EU expands tax blacklist to 15 countries, including UAE
BRUSSELS: The European Union expanded its tax haven blacklist to 15 countries on Tuesday, adding the United Arab Emirates and Bermuda over the objections of powerful member states such as Italy.
The list was first drawn up in 2017 in the wake of several scandals, including the Panama Papers and LuxLeaks, that pushed the EU into doing more to fight tax evasion by multinationals and the rich.
Seven countries are to be moved back from a grey list because reform commitments had not been met. These are Aruba, Belize, Bermuda, Fiji, Oman, Vanuatu and Dominica, an EU statement said.
They are joined by three other countries whose tax policies have grown more aggressive in the past months. They are Barbados, the United Arab Emirates and the Marshall Islands. Italy long resisted the addition of the UAE. The Middle East powerhouse has recently made significant investments in the economically troubled European country.

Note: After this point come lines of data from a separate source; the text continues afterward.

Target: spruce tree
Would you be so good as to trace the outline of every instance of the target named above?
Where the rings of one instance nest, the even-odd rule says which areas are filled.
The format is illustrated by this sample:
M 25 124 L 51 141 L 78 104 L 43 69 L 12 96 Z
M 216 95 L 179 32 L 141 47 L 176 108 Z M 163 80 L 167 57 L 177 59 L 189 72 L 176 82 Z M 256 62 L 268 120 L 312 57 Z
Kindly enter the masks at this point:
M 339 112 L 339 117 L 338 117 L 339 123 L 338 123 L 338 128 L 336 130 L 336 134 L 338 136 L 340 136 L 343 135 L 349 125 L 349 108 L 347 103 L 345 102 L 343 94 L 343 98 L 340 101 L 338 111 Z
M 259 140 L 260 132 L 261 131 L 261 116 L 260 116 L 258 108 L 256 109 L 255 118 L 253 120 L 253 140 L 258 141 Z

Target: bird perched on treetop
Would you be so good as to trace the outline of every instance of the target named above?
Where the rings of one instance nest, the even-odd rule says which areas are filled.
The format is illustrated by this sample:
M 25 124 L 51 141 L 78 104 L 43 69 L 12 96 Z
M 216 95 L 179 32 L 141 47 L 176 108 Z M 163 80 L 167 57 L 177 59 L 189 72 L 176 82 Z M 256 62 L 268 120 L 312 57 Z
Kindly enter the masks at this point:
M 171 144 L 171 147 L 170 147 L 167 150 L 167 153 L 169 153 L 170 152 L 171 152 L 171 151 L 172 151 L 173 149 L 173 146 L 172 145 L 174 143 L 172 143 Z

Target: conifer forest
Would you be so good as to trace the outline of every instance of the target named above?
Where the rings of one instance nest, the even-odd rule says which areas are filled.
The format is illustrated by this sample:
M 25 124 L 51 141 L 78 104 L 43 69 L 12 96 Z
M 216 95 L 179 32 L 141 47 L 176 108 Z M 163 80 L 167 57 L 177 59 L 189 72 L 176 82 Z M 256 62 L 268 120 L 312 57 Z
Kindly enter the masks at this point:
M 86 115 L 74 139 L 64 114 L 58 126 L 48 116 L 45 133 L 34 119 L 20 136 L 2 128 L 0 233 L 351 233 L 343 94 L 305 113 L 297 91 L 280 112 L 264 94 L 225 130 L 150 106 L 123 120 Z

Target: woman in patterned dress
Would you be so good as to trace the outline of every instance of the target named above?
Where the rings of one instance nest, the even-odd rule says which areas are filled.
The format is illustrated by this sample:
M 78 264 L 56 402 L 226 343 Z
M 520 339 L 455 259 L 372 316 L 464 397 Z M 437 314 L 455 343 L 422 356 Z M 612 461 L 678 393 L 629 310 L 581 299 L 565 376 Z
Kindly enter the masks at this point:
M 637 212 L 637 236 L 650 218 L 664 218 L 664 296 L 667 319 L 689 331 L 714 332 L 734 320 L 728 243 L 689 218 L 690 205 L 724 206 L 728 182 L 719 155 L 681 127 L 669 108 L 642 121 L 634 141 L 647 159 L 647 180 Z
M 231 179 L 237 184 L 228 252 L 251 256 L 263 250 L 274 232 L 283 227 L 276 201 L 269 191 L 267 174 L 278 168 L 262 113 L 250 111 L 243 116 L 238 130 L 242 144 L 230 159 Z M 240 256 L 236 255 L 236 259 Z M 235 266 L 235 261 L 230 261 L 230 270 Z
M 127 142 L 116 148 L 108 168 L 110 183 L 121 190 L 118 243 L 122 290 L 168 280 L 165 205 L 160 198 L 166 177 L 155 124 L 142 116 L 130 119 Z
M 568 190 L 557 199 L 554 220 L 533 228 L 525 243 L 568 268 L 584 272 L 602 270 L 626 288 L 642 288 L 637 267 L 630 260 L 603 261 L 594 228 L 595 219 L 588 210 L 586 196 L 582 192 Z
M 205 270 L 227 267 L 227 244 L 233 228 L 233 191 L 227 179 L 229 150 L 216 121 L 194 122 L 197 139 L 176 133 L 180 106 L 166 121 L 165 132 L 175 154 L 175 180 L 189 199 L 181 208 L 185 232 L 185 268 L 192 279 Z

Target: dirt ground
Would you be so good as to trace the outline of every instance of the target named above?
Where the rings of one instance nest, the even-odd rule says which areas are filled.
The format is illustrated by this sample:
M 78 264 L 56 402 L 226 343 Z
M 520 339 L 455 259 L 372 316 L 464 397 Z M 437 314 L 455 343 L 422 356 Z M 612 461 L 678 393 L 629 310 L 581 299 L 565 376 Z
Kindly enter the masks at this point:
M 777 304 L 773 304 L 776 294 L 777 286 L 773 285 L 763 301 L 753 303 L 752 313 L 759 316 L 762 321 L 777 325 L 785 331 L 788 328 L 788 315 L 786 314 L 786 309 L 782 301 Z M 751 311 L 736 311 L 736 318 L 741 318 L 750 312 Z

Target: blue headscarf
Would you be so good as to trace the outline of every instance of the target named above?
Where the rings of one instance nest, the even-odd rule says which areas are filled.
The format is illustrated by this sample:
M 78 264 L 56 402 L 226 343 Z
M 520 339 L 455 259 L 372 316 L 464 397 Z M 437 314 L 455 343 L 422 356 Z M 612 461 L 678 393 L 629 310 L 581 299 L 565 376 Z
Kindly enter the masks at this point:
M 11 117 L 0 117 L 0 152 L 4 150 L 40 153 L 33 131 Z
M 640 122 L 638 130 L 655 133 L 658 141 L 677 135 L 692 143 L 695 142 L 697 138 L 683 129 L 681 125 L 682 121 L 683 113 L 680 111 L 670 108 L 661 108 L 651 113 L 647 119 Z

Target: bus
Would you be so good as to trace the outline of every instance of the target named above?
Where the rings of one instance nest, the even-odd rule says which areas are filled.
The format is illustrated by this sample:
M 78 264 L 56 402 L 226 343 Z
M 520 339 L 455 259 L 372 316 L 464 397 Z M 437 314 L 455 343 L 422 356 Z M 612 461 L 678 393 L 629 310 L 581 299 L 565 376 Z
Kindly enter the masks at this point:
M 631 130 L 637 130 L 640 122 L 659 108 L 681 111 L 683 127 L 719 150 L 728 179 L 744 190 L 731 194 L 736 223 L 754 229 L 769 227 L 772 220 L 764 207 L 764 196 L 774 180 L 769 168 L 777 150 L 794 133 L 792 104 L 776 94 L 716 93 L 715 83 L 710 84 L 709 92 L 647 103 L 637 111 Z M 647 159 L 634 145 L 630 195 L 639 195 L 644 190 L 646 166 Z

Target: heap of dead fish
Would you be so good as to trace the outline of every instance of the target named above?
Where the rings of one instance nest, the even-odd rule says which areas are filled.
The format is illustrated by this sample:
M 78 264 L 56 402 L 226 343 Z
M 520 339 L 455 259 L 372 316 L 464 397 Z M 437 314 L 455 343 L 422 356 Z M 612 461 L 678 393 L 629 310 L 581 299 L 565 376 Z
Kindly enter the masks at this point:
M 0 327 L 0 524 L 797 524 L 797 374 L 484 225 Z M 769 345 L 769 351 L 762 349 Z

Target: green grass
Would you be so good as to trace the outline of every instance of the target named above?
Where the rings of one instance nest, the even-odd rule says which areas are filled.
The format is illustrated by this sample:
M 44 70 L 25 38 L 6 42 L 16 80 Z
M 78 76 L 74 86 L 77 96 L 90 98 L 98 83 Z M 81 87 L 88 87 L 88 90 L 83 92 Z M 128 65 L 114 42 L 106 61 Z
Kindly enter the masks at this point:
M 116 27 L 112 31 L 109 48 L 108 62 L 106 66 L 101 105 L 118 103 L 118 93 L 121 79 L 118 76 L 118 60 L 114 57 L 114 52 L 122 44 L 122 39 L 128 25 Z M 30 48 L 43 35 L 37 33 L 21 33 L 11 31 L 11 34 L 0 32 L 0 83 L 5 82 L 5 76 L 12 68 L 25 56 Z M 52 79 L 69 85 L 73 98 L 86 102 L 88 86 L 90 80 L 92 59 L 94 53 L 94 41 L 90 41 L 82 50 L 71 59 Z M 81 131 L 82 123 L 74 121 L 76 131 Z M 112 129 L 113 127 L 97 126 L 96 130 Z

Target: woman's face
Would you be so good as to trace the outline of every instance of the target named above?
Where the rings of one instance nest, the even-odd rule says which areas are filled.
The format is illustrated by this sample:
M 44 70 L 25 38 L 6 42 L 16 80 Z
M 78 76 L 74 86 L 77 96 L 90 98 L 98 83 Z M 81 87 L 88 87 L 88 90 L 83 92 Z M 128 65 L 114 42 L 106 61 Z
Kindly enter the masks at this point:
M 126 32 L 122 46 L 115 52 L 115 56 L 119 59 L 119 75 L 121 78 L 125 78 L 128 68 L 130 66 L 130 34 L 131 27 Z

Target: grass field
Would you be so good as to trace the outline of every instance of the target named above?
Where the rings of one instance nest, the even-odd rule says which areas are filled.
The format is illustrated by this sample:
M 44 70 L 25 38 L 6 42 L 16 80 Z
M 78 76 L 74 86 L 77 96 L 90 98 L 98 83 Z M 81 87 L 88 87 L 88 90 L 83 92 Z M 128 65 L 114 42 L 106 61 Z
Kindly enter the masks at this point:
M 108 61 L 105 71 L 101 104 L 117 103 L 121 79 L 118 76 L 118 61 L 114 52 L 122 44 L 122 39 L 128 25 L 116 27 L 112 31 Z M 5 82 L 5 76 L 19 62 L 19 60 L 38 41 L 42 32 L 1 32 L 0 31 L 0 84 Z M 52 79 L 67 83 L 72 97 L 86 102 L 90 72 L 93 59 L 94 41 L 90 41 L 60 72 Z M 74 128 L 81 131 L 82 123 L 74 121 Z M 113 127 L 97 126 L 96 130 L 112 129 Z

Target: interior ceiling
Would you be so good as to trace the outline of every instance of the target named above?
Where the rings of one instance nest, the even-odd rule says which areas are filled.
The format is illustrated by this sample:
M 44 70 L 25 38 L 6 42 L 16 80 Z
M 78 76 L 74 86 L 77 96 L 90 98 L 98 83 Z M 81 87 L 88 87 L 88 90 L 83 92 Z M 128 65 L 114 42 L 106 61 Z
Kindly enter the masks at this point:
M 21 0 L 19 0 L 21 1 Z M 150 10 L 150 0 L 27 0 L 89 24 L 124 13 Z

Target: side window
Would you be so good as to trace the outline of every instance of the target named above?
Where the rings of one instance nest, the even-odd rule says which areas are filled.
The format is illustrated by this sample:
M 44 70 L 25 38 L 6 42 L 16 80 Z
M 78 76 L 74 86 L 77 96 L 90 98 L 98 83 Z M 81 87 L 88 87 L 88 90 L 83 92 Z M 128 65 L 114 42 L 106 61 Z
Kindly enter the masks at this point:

Rome had wanted to keep the Emirates on the so-called grey list of countries that have made pledges to get their tax laws in order with a standard set by Brussels. "Everything will be solved" when new legislation in passed in the UAE, Italian Finance Minister Giovanni Tria said. "The Emirates will come out immediately afterwards."
Britain, just weeks before its planned divorce from the EU on March 29, resisted the addition of its overseas territory Bermuda but relented last week. Five countries remain blacklisted because they did nothing to justify moving them off the original list of tax havens: American Samoa, Guam, Samoa, Trinidad and Tobago, and the US Virgin Islands
This "naming and shaming" of countries into better tax policies comes only days after a money-laundering blacklist by the EU was torpedoed by the bloc’s own member governments, after a draft included Saudi Arabia.
Romanian Finance Minister Eugen Teodorovici, whose country holds the EU’s six-month rotating presidency, earlier told reporters that last minute promises by countries to fix their tax policies would delay the list until May.
However French counterpart Bruno Le Maire, France’s finance minister said he wanted no delays. "France wants the list to be adopted today," he said.